Dar os passos nesse cenário certamente amputa quaisquer muletas onde normalmente descansamos nossas frustrações não resolvidas. A agonia de ser descartado irrefutavelmente do controle de tudo pode ser mortífera. E não acredito que essa observável característica seja desproposital ou simples coincidência. A abstinência de si mesmo promovida pela mensagem do evangelho aos autênticos cristãos gera os mais variados desconfortos que se pode imaginar. O erro até então enxergado há quilômetros de distância passa a ser medido em quadras, depois em metros, em centímetros até que somos desnudados em nossa própria insensatez e hipocrisia, e esse gosto não é nada doce aos nossos séquitos sentidos imaturos.

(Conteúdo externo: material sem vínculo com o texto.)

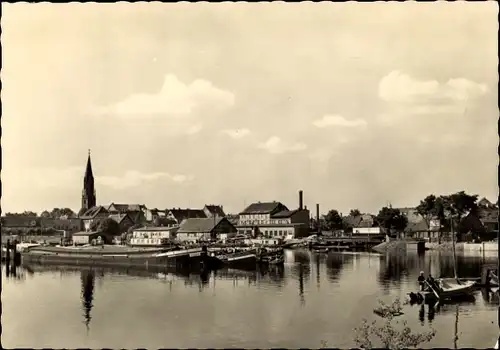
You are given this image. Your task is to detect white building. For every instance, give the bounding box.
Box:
[129,226,179,246]
[237,191,310,238]
[352,227,383,236]
[177,217,237,242]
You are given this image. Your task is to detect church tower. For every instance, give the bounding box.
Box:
[80,150,96,212]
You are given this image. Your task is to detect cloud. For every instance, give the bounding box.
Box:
[378,70,489,103]
[96,170,194,189]
[186,123,203,135]
[258,136,307,154]
[221,128,251,139]
[92,74,234,117]
[309,149,332,163]
[313,114,366,128]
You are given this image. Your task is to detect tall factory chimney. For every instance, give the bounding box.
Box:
[316,203,319,227]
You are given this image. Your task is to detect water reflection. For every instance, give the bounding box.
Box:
[377,252,497,291]
[80,270,95,331]
[2,250,498,348]
[326,252,359,283]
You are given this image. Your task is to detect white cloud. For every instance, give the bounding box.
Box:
[378,70,489,103]
[309,149,332,163]
[258,136,307,154]
[96,170,193,189]
[92,74,234,117]
[186,123,203,135]
[313,114,366,128]
[221,128,251,139]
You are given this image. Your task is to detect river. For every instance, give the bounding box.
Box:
[1,251,498,349]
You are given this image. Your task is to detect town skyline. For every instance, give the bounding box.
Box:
[2,3,498,213]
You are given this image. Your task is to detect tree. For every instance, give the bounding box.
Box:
[416,194,436,227]
[442,191,478,239]
[325,209,342,231]
[376,206,408,236]
[349,209,361,217]
[354,299,436,349]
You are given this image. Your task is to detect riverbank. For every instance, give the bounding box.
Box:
[2,250,498,349]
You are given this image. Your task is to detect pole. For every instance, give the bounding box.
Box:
[450,216,460,284]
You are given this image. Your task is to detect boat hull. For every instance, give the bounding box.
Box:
[21,249,220,269]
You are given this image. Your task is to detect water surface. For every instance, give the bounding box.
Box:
[2,251,498,348]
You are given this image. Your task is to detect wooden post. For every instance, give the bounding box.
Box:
[5,239,10,264]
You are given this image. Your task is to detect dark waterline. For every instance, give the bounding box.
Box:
[2,251,498,348]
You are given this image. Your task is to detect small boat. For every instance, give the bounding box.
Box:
[218,251,257,268]
[426,278,476,300]
[490,271,498,287]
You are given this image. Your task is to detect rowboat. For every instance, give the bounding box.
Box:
[426,278,476,300]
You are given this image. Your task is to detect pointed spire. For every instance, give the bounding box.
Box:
[85,149,94,180]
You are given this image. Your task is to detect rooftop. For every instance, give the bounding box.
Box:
[240,202,288,214]
[178,218,224,233]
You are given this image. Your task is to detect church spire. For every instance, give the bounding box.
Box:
[81,149,96,212]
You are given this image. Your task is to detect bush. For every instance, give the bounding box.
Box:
[354,299,436,349]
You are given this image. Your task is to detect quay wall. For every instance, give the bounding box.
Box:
[425,242,498,253]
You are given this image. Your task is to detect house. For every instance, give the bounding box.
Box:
[80,205,109,231]
[145,208,167,222]
[2,215,83,233]
[167,208,207,225]
[203,204,226,218]
[73,231,112,245]
[342,214,376,232]
[404,218,440,242]
[237,191,310,238]
[108,213,135,233]
[177,218,238,242]
[477,197,496,209]
[352,226,384,236]
[396,207,424,223]
[107,203,148,224]
[226,214,240,226]
[129,226,179,246]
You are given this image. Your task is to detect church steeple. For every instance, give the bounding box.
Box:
[81,150,96,212]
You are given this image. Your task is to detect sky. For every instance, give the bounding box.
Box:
[1,1,498,213]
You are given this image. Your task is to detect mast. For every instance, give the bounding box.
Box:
[450,215,460,284]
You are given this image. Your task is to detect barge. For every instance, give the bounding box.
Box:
[21,246,221,269]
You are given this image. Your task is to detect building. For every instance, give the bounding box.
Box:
[106,203,148,224]
[477,197,497,209]
[145,208,167,222]
[479,209,498,233]
[203,204,226,218]
[129,226,179,246]
[237,191,309,238]
[108,213,135,233]
[167,208,207,225]
[73,231,112,245]
[2,215,83,234]
[80,150,96,213]
[80,205,109,232]
[342,214,376,232]
[352,227,384,236]
[177,218,238,242]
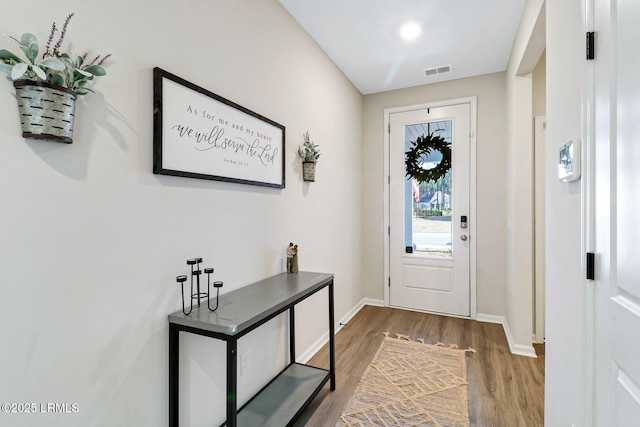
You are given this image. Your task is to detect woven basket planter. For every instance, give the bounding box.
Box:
[13,80,77,144]
[302,162,316,182]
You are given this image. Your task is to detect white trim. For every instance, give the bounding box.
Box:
[581,0,598,426]
[382,96,478,319]
[296,298,384,363]
[476,313,507,325]
[476,313,538,359]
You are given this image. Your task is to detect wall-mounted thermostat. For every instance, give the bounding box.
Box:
[558,140,580,182]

E nessa caminhada de fé, em meio ao caos da descoberta de quem realmente nunca deveríamos ter sido, cheio de ecos indecifráveis, começamos a contar os ruídos e marcar o ritmo até que tudo seja mansamente padronizado e sistêmico. A calma que impossivelmente viria de nós nos encontra em roupas de paz. Então as ondas descontroladas passam a escutar a frequência duma voz calma e mansa que novamente ordena, como no princípio. Quando as bagunças são expostas no mural das nossas mais nítidas impressões, elas deixam de ser acobertadas pela desculpa e podem então serem ajustadas e carregadas em justiça.

E a justiça toda ironicamente não atinge os injustos, mas é imputada apenas no justo, e através dele somos justificados.

O incômodo que o imerecimento nos causa esbraveja nossa mais escondida soberba e nosso mais acarinhado orgulho. Os desfaz. Nossas mais valiosas moedas recebem o aval de pó, e enfeitam o chão como a poeira enfeita as ruas. Vestígios de graça começam a ser mais palatáveis e notavelmente vividos em cada segundo de vida, e se continuarmos minimamente honestos com tudo eis que o novo simplesmente acontece.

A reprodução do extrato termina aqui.